After leaving the museum the drive to Mai Chau was a fascinating mixture of total chaos and then beauty. The road westwards was truly mad. At one point I looked out of the front windscreen to see a seething sea of cycles filling the road as motos manoeuvred around them frantically. Buses, lorries and small vans then headed towards anything that moved, Sometimes this involved bikes or motos driving on the wrong side of the road, in the gutter and oblivious to its dangers. Horns were honked often and loudly to tell others we were passing. One man, who had responded to one honk by accelerating forward, then slower down, took his mobile out of his pocket and began a call while we sat 10 feet behind him! The road is too narrow and drivers want to get on but no one seems to have realised that the traffic needs to be managed as far as one can tell.

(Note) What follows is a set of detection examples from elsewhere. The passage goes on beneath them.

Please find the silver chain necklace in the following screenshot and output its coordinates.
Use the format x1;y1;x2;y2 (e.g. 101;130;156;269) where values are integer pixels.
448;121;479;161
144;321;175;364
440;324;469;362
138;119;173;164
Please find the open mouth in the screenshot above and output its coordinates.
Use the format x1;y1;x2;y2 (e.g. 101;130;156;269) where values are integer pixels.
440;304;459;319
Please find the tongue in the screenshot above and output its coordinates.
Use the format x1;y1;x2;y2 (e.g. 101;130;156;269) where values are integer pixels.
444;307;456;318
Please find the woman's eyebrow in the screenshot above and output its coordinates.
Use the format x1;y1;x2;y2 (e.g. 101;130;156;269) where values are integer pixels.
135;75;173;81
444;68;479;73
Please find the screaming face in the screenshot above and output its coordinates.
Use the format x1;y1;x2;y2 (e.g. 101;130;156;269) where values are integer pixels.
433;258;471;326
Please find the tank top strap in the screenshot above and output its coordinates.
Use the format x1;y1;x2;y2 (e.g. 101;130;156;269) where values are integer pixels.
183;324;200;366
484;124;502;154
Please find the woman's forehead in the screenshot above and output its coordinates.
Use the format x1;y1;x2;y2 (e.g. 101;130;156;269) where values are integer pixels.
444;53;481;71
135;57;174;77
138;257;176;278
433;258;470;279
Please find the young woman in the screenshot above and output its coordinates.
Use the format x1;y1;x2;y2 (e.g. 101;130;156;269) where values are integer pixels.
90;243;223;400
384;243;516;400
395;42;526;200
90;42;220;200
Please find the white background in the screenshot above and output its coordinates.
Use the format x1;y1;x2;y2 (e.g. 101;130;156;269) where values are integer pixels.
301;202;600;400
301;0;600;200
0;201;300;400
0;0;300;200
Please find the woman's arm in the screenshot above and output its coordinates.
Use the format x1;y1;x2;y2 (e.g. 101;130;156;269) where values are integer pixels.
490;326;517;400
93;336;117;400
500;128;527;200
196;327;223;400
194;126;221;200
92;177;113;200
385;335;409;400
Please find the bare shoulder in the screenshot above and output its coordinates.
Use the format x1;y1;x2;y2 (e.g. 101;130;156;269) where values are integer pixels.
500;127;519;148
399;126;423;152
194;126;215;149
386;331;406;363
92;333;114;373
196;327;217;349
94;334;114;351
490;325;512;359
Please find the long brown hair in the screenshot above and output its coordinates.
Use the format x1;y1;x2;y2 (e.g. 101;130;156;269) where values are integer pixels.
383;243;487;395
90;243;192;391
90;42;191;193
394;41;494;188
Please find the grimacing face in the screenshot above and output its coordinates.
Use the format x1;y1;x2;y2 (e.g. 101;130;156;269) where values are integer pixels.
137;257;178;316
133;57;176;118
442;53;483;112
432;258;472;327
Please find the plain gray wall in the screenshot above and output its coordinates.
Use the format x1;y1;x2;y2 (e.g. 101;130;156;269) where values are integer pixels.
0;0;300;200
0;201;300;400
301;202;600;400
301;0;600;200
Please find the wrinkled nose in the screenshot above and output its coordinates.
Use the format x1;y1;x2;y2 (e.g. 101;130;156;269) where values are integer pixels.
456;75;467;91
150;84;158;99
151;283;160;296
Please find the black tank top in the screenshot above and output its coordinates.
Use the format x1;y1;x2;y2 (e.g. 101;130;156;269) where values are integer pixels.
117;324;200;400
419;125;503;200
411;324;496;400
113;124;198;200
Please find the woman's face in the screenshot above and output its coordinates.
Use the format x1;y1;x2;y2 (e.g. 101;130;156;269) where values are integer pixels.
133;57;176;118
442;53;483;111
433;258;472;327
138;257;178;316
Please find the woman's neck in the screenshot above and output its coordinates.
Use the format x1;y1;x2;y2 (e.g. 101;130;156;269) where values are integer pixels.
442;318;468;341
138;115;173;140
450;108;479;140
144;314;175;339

Then it all changed as we headed into the hills. The climb into the mountains on a road leading to Laos was quite spectacular with fantastic views of the valleys and nearby hills, The climb as slow and long but we did see two cyclists creeping determinably up one very long steep climb as we stood looking over the edge at the farmlands below. The road has been hacked out of the side of hills and hangs precariously on the edge of am step drop. Just as we were beginning the climb I saw from the window an odd site. Why had the rough fields seemingly changed into an area of cultivation and manicured lawns. I looked again. We were no where near a town, so it could not possibly be a ...but indeed it was. A huge golf course wending its way around the valley. Later I found out it had 54 holes and a huge clubhouse all aimed to attract the local golfer. No! Aimed at the wealthy tourist who will be driven out of Hanoi and spend a day spending the sort of money ordinary people can only dream about. Somehow I am, not comfortable with this.

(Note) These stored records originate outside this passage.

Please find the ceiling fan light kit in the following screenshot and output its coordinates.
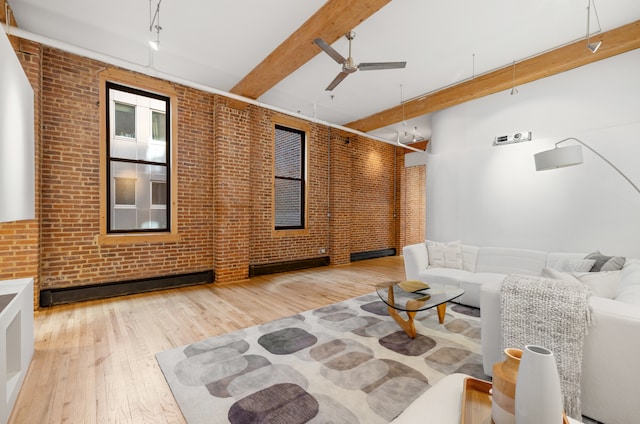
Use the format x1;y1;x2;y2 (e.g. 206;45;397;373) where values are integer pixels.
313;31;407;91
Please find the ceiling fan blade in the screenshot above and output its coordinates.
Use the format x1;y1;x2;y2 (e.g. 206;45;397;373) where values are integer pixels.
358;62;407;71
313;38;347;65
324;72;349;91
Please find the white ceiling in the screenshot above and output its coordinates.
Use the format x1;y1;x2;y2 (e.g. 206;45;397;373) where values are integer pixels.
8;0;640;142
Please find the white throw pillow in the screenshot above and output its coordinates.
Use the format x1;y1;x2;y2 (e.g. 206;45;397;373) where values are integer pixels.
572;271;620;299
426;240;462;269
549;258;596;272
542;268;580;283
542;268;620;299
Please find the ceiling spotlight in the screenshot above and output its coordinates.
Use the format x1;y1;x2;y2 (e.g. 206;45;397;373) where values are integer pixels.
149;0;162;51
149;37;160;52
587;0;602;53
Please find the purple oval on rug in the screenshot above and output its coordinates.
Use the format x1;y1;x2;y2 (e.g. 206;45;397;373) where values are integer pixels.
258;327;318;355
228;383;320;424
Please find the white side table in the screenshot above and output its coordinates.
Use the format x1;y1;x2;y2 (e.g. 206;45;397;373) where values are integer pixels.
392;374;581;424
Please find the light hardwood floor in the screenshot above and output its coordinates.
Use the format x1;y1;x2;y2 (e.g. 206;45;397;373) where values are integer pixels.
9;256;404;424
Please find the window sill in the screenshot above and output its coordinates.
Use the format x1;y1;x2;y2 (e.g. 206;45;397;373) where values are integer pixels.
96;233;181;245
271;228;310;237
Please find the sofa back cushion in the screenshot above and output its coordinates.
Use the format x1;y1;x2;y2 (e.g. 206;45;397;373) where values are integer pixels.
476;247;547;275
462;244;480;272
618;259;640;291
546;252;595;272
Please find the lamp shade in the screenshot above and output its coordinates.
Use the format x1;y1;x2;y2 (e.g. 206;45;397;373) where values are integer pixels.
533;145;582;171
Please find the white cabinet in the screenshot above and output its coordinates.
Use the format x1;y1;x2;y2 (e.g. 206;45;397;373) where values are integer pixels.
0;278;33;424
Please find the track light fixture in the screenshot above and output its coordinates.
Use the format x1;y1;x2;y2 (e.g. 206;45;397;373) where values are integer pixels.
587;0;602;53
149;0;162;51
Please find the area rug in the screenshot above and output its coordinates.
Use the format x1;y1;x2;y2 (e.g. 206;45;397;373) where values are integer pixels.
156;293;484;424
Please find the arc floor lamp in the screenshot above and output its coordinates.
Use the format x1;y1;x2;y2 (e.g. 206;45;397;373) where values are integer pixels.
533;137;640;194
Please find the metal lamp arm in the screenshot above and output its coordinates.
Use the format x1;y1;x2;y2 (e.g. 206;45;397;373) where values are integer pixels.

It was soon after this that we descended towards Mai Chau where we were to stay. Away from urban Ha Noi we are into rural communities and ethnic minorities, in this case the Thai and Moeng people. The village specialises in homestays so in that sense is somewhat artificial but I guess we got a flavour of their lives.
To get to the village the bus had to negotiate a real obstacle course along a narrow road. Local people were harvesting rice and there were piles of straw, rice bundles, carts and other materials strewn about so we could not pass easily. A small thresher was working as well, firing straw into a ditch and the workers looked at us as thought we were from outer space! Finally we abandoned the coach and walked to the village.
We were greeted by the great grandfather who offered tea. He admitted to being 85, having children and grand children and great grand children but didn't know how many! And for the night we were all to sleep on the floor in the great house with the rest of his family. Great fun and not a lot of sleep; dogs barking, c*** crowing and, of yes, the floor was hard! And we paid good money for this!!